Do atheists believe humans have souls?
I guess I’m an atheist because I have a naturalistic view of the world where reality is based on what’s physically observable, and nothing is accepted on pure faith. So I don’t “believe” in deities, an afterlife, or a metaphysical soul that somehow spiritually animates our bodies. I reject the notion of anything that stands outside the laws of physics, and whose existence persists after physical death. Ghost stories are entertaining fiction.
If by “soul,” on the other hand, you mean my mind – consciousness, self-awareness, sense of self, unique individual personality, experiences, memories, knowledge, feelings, drives, etc – then of course we all have souls and I think we call this humanism. Our souls somehow emerge from those tangled masses of neurons we carry in our heads. In this sense, when I die my soul dies, too, because all brain function ceases within minutes.
Douglas Hofstadter, writing in I Am A Strange Loop, speaks of creatures having different “sizes” of souls, measured in arbitrary units called Huneckers.
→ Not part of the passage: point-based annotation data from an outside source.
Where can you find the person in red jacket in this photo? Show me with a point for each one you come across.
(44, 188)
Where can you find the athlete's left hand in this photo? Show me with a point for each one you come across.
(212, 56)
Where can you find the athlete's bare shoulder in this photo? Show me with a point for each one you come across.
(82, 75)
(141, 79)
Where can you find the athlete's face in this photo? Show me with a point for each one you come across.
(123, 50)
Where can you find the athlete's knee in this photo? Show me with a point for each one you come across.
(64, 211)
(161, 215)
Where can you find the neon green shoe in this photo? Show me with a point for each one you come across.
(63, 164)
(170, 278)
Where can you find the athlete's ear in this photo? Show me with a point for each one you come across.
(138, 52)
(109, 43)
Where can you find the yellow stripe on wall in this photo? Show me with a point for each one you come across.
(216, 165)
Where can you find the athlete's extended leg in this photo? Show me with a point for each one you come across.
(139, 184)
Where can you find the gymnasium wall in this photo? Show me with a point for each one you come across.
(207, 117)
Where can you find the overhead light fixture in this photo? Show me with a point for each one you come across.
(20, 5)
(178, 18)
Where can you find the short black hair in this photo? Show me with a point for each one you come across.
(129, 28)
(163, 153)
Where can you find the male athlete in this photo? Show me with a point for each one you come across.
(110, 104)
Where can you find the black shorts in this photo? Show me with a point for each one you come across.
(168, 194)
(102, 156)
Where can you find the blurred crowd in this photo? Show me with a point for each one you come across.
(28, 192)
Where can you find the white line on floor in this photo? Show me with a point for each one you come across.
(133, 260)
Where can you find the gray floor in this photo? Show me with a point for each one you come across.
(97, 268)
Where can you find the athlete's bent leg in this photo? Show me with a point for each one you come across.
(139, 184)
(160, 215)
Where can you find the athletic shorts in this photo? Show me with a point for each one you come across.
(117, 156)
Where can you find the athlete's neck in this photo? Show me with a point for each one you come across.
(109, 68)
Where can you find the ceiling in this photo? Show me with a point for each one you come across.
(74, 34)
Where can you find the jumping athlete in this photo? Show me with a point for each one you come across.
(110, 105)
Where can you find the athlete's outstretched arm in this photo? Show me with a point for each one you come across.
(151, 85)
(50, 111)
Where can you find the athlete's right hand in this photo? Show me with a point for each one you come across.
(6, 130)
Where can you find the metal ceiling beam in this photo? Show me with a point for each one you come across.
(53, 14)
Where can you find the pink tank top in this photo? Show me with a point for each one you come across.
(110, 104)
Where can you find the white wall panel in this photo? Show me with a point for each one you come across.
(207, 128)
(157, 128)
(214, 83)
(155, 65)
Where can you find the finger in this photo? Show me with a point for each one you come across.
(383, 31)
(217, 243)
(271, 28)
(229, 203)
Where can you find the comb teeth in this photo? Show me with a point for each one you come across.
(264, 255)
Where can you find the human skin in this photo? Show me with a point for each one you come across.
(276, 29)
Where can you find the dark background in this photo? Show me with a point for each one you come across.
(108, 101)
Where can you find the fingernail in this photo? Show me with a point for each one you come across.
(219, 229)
A man’s soul is bigger than a dog’s soul, which is bigger than a flea’s (this is subjective whimsy, of course, because even when viewed as a manifestation of neural processes there is no clear definition.) In this sense the word “soul” is a nice metaphor for “mind” but nothing more.
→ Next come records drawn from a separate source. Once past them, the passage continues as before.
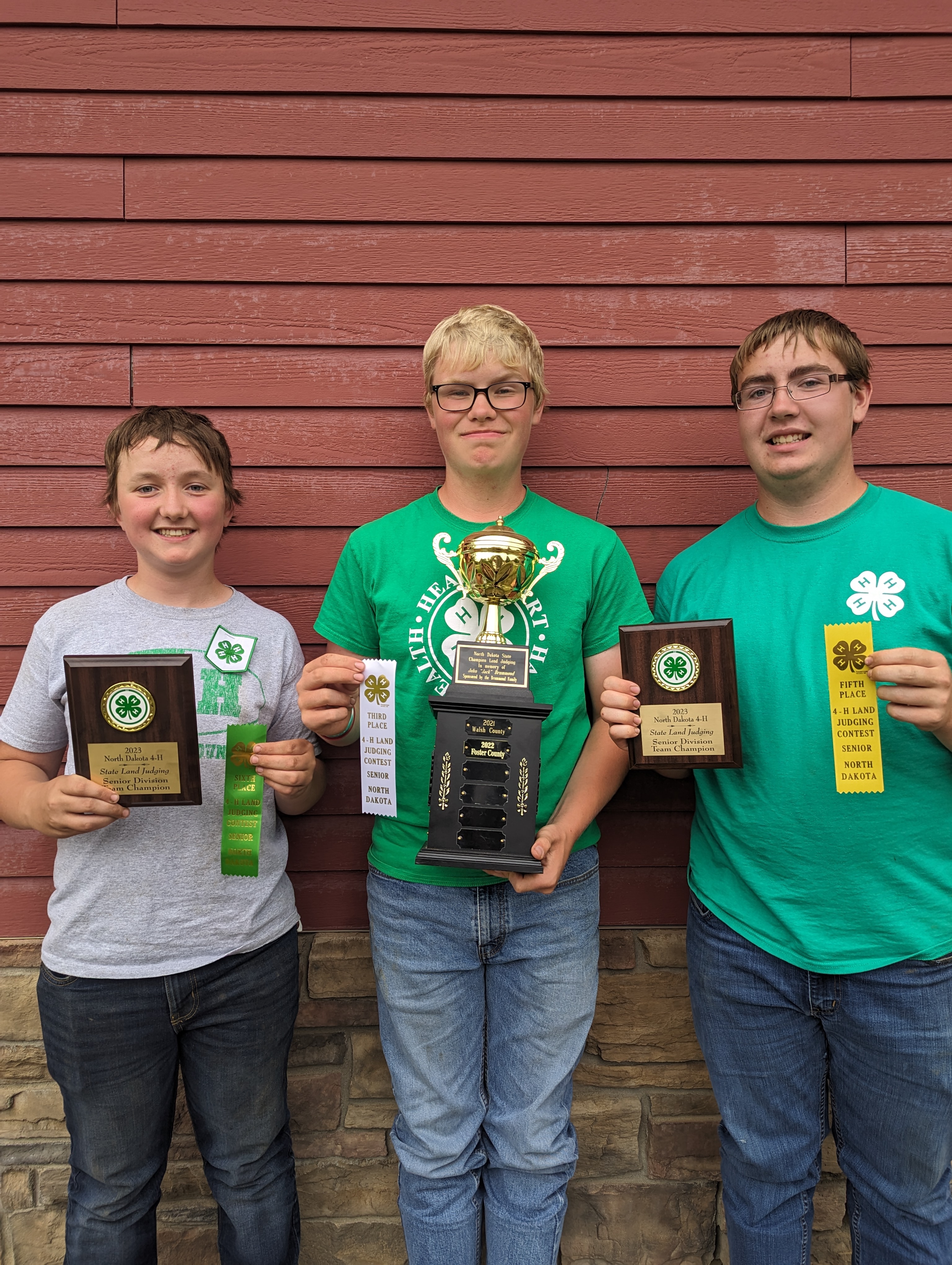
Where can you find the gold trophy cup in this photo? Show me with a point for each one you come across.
(497, 567)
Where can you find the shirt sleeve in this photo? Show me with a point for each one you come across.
(617, 599)
(33, 720)
(348, 617)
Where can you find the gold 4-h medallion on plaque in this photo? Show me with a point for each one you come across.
(133, 725)
(690, 717)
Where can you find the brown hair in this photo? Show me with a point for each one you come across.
(170, 427)
(473, 333)
(812, 327)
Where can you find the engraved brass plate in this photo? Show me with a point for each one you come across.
(136, 768)
(682, 729)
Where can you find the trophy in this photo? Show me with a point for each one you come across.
(690, 717)
(133, 725)
(485, 781)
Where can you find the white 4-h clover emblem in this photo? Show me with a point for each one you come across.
(880, 596)
(229, 652)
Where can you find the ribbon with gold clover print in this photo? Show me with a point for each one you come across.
(245, 795)
(378, 738)
(854, 709)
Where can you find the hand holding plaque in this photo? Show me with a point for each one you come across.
(688, 682)
(485, 782)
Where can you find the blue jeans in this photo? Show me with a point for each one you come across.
(777, 1038)
(486, 1001)
(114, 1047)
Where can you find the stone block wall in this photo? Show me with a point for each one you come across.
(645, 1192)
Hofstadter describes things left behind after a person dies – photographs, letters, and so on – as “soul shards.” For example, the printed musical symbols that represent one of Chopin’s etudes in a sense contain a little piece of Chopin’s soul, because some of his thoughts and feelings while he was alive are revealed to us. In this sense, optimistically, the soul may partly survive physical death. If an asteroid destroys Earth then all bets are off.